Was passiert im Therapiezentrum?. Geschäftsführer des sozialtherapeutischen Begegnungszentrums im ehemaligen Golfhotel erklärt im Detail, was er vorhat.

Von Michael Schwab. Erstellt am 31. Dezember 2019 (06:01)
Das Therapiezentrum „Nordstern“ steht in den Startlöchern: Svetlana Babushkina, Geschäftsführer Josef Pergrin und die therapeutische Leiterin Michaela Kober.
Michael Schwab

Die Gerüchteküche brodelte in den vergangenen Monaten in der Stadt: Was genau soll in dem Therapiezentrum „Nordstern“ im ehemaligen Golfhotel passieren? Bis zu einer geschlossenen Anstalt für psychisch kranke Personen reichten die Spekulationen.

Geplant ist jedoch das genaue Gegenteil: „Wir wollen ein offenes Haus sein, ein sozialtherapeutisches Begegnungszentrum“, stellt Geschäftsführer Josef Pergrin im Gespräch mit der NÖN klar. Dementsprechend stellt sich auch das Therapie- und Betreuungsangebot des Hauses dar. Ein Kernthema ist das soziale Wohnen in Verbindung mit einem psychosozialen Dienst.

„Es geht darum, Menschen in Notsituationen eine Unterkunft zu bieten, in der sie auch therapeutisch begleitet werden können“, erklärt die therapeutische Leiterin Michaela Kober. Als Beispiele nennt sie Familienangelegenheiten, Suchtproblematiken, Vereinsamung und Traumatisierungen, die ein Wohnen zu Hause schwierig bzw. unmöglich machen oder zum Verlust der Wohnung geführt haben.

„Der Zugang soll so niederschwellig wie möglich sein. Deshalb verhandeln wir auch mit den Krankenkassen, was sich durch die Zusammenlegung zur Österreichischen Gesundheitskasse (ÖGK) wesentlich vereinfacht. Wir haben schon konstruktive Gespräche geführt“, betont Pergrin.
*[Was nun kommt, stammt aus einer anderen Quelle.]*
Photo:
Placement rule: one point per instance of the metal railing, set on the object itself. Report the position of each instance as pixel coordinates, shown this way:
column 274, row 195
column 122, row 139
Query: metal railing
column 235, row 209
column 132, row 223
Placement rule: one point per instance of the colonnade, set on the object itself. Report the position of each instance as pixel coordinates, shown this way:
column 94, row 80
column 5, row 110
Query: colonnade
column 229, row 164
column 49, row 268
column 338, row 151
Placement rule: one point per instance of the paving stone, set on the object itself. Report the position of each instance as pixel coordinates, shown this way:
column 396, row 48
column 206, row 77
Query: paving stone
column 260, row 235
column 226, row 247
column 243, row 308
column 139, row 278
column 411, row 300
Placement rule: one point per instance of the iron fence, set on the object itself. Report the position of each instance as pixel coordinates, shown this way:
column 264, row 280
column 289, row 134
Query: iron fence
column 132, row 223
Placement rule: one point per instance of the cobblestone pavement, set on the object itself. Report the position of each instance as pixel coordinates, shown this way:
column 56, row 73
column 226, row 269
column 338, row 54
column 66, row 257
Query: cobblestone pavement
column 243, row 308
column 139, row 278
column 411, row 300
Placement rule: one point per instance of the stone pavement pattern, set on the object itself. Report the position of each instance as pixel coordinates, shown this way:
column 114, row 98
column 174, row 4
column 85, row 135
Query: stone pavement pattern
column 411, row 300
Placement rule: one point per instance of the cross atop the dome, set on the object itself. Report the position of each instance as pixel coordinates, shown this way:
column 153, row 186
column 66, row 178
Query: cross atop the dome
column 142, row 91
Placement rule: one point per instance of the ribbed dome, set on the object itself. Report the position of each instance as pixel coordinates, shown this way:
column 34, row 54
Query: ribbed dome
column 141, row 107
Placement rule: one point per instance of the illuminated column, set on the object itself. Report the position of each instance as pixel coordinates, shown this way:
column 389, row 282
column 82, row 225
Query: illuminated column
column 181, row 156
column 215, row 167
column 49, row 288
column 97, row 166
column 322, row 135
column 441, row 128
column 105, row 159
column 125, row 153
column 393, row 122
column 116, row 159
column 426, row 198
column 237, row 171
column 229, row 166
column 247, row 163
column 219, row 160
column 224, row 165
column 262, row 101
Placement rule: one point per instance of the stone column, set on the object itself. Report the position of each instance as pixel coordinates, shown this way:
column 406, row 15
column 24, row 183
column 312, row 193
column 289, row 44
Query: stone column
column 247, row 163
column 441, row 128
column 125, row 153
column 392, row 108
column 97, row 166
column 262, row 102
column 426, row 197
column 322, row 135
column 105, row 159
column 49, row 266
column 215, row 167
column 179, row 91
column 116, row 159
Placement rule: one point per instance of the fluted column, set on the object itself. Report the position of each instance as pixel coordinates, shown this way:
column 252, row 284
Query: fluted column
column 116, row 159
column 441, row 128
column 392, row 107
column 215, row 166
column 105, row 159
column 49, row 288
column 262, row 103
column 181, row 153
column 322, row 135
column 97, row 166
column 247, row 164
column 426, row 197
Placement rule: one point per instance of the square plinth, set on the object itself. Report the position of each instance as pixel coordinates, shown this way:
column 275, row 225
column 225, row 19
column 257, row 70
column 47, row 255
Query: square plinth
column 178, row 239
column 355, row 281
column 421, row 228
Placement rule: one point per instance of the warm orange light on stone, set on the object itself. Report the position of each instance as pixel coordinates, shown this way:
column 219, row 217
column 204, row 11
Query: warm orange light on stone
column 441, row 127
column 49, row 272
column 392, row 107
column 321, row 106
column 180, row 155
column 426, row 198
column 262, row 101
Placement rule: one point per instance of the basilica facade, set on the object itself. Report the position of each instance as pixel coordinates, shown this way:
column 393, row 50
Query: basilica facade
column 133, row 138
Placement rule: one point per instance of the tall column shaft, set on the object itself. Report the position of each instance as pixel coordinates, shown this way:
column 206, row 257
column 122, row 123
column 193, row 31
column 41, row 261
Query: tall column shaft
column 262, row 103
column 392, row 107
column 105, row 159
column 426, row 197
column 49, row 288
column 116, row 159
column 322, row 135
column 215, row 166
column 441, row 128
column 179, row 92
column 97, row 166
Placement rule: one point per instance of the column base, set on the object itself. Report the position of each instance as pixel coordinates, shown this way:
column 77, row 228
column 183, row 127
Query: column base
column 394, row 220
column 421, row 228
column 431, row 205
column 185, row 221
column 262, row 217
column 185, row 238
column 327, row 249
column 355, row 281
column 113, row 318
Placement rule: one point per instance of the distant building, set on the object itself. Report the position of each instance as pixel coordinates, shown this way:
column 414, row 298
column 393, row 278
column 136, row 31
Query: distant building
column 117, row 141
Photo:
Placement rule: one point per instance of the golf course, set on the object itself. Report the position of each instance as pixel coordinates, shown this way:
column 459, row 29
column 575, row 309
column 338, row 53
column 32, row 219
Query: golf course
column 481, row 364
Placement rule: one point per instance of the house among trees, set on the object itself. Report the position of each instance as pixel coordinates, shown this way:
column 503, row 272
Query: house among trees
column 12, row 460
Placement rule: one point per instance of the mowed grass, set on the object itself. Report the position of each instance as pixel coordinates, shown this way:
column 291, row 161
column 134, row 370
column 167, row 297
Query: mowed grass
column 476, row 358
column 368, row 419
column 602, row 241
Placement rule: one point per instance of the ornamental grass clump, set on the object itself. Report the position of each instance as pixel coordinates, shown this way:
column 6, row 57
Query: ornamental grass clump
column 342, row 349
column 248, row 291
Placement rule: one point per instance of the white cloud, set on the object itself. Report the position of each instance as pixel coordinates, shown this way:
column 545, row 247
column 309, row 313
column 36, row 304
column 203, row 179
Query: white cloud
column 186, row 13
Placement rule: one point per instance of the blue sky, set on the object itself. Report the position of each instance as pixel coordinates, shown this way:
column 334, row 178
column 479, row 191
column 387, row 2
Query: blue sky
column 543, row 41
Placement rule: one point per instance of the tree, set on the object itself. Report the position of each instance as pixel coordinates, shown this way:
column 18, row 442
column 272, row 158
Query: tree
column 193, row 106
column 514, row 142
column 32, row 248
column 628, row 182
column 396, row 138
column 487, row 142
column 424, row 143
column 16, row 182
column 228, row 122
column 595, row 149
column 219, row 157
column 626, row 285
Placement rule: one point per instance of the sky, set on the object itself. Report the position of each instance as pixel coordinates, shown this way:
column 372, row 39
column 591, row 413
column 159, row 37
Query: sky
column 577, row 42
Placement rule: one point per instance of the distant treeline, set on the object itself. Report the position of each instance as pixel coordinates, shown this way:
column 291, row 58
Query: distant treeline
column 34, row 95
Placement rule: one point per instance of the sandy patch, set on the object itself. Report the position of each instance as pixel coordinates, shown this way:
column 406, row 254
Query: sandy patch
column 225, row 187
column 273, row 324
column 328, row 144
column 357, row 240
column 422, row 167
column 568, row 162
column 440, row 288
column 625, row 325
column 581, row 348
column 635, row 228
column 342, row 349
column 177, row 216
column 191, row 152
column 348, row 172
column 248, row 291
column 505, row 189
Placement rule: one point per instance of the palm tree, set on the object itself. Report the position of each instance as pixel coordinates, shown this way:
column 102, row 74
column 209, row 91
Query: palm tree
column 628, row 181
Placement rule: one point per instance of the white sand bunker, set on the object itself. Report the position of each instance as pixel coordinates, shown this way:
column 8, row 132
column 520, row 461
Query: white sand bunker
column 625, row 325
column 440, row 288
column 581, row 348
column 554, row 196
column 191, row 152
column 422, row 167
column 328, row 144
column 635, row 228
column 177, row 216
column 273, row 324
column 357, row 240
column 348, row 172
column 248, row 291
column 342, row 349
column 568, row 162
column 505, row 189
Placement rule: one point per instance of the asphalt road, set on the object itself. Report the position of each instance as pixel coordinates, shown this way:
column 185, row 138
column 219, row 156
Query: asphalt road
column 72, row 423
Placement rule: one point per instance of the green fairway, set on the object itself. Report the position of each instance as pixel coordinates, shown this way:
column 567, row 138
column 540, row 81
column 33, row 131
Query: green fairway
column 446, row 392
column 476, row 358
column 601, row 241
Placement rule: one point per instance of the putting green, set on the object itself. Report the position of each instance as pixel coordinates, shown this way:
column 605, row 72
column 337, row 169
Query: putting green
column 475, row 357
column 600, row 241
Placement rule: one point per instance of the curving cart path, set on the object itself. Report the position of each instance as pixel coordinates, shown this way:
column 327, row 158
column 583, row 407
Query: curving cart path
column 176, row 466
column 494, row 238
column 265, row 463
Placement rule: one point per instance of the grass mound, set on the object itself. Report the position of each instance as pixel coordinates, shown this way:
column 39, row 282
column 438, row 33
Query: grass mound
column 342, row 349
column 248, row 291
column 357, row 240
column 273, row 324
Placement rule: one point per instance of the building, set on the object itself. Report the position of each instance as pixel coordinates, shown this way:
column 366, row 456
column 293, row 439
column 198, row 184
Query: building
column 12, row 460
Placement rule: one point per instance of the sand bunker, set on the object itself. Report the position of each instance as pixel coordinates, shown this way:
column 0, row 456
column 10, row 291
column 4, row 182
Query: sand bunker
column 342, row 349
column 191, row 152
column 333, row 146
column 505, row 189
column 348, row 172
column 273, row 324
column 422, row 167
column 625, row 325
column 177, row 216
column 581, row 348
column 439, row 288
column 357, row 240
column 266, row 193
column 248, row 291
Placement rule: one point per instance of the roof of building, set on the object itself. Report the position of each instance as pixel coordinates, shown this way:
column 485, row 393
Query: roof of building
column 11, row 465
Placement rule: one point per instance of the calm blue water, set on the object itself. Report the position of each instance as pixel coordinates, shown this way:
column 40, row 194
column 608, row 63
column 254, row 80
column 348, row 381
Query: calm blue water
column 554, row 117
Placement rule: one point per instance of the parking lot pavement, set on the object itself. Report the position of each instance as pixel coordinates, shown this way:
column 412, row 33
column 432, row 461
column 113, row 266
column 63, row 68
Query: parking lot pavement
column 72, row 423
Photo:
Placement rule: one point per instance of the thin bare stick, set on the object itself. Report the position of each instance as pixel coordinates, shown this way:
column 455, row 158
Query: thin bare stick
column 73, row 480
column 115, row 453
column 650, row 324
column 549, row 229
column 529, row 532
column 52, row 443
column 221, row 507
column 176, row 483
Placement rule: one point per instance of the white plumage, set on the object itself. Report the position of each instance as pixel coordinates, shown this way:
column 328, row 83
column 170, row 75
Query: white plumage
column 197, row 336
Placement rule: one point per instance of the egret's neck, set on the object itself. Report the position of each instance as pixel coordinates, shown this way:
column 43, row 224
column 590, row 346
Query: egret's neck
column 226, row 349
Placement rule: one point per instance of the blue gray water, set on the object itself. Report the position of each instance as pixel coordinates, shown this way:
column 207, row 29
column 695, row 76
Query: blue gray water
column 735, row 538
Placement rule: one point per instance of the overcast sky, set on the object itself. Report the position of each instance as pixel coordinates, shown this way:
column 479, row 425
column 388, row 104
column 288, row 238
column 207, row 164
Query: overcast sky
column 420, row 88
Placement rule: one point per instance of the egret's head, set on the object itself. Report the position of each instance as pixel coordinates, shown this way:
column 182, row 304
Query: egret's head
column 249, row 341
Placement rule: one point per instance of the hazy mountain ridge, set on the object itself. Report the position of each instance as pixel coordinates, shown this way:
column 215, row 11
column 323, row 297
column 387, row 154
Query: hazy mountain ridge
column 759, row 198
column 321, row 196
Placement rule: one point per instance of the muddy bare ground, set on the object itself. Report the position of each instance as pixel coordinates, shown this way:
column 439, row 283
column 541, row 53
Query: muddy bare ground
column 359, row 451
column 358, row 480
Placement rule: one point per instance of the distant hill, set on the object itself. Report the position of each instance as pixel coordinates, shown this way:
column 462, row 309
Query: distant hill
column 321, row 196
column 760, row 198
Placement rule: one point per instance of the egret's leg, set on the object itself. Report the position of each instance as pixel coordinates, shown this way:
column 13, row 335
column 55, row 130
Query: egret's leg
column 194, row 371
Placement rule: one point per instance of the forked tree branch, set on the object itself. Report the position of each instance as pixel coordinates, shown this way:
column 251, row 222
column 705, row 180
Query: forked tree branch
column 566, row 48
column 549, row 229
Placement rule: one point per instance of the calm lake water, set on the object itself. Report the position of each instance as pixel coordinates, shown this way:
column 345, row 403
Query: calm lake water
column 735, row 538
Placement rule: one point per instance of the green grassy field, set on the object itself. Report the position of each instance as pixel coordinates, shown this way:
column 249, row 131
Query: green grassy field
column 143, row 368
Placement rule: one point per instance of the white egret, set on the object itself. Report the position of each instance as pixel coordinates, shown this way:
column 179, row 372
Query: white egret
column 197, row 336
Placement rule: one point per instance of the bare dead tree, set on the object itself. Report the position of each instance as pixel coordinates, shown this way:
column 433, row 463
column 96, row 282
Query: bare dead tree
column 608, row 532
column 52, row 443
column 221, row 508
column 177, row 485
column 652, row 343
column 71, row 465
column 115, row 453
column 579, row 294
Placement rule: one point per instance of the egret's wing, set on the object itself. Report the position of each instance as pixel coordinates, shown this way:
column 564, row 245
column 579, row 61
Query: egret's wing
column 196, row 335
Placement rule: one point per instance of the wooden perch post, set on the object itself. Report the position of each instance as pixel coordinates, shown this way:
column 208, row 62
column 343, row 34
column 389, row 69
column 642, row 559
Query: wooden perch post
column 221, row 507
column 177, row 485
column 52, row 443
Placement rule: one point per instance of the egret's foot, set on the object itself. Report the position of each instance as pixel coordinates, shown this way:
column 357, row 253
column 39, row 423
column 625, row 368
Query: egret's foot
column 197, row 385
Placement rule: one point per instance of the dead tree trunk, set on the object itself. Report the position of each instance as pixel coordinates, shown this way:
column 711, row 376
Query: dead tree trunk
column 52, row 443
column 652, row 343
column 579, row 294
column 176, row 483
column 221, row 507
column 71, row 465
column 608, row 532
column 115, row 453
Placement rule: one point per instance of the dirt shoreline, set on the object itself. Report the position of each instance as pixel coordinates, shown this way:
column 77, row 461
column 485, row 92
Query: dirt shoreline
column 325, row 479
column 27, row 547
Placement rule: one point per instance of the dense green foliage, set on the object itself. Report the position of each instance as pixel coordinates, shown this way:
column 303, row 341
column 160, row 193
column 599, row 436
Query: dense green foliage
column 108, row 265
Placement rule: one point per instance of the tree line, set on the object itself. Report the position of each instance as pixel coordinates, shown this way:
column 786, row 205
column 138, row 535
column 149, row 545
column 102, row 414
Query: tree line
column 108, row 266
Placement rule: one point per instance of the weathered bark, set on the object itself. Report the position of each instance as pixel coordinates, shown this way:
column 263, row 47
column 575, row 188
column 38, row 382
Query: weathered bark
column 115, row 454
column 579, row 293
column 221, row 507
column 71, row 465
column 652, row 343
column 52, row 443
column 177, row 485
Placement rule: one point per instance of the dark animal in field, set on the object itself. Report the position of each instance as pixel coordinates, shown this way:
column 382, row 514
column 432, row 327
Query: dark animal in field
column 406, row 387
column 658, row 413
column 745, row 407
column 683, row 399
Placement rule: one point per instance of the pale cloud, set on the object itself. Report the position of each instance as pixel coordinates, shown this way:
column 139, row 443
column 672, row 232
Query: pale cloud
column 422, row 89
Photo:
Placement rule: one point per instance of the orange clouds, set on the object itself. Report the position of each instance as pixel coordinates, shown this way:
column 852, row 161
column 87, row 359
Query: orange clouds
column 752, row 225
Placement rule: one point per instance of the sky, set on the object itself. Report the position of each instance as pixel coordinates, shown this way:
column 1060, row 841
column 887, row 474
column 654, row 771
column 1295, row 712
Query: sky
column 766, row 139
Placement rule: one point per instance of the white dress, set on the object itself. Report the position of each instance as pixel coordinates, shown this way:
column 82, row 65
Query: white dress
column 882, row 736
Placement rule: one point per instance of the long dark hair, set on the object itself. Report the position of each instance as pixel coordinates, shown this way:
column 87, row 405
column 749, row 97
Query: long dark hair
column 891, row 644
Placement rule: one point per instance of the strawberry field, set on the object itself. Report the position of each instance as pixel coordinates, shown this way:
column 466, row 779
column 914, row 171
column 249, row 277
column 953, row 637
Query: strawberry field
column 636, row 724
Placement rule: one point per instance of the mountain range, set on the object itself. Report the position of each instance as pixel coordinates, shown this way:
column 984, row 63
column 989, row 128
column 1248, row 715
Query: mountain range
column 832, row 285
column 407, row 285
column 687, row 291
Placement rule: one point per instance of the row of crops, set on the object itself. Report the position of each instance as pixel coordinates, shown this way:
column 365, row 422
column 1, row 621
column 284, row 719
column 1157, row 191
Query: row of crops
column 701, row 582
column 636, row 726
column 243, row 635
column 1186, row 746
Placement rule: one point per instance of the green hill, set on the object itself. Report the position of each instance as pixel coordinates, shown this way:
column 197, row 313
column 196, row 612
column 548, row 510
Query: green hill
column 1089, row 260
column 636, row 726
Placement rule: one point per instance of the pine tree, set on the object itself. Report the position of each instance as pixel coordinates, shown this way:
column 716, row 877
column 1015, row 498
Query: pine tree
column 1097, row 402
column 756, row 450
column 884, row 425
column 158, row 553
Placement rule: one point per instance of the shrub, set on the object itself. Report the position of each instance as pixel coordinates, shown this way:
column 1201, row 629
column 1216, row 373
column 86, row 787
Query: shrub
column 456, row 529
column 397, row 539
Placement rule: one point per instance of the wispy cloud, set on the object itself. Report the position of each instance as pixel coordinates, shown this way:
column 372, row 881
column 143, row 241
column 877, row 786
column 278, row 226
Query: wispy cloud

Tagesstätte für Demenzbetreuung

Ein weiterer Schwerpunkt wird eine Tagesstätte für die Demenzbetreuung sein. Dort wird Menschen mit Demenz eine Tagesstruktur mit Aktivitäten in der Gruppe und Therapieangeboten geboten, was einerseits den Verlauf der Erkrankung verlangsamen kann und andererseits die pflegenden Angehörigen entlastet. Der Bedarf nach solchen Angeboten sei groß und könne die Lücke zwischen rein häuslicher Pflege und Betreuung und der Unterbringung in einem Pflegeheim schließen.

Da sich das Zentrum unter anderem die Wiedereingliederung von Menschen mit Burnout in den Arbeitsprozess zum Ziel gesetzt hat, ist es auch konsequent, am anderen Ende des Spektrums bei der Lehrlingsausbildung anzusetzen.

In der hauseigenen Tischlerei, in der Küche und im Garten sollen Lehrplätze für fünf bis zehn Menschen mit psychischen oder körperlichen Einschränkungen geboten werden, inklusive Wohnmöglichkeit vor Ort und therapeutischer Begleitung. „Das Ziel ist, die Menschen schrittweise auf die Anforderungen in der regulären Wirtschaft vorzubereiten. Man beginnt beispielsweise mit Werkstücken für den internen Gebrauch und erledigt später bei entsprechenden Fortschritten auch Auftragsarbeiten für externe Kunden“, erläutert Pergrin. Dies könne ähnlich wie beim Projekt „Eibetex“ in Waidhofen ablaufen.

Außerdem sollen in Zusammenarbeit mit der Siedlungsgenossenschaft Waldviertel Wohnmöglichkeiten in Wohngemeinschaften und betreuten Wohnungen für einen schrittweisen Übergang in die Selbstständigkeit angeboten werden.

Das Zentrum soll auch für Seminare, Konferenzen und Tagungen zum Thema Gesundheit und Regionalität zur Verfügung stehen. Die Betriebsaufnahme ist im ersten Quartal 2020 geplant.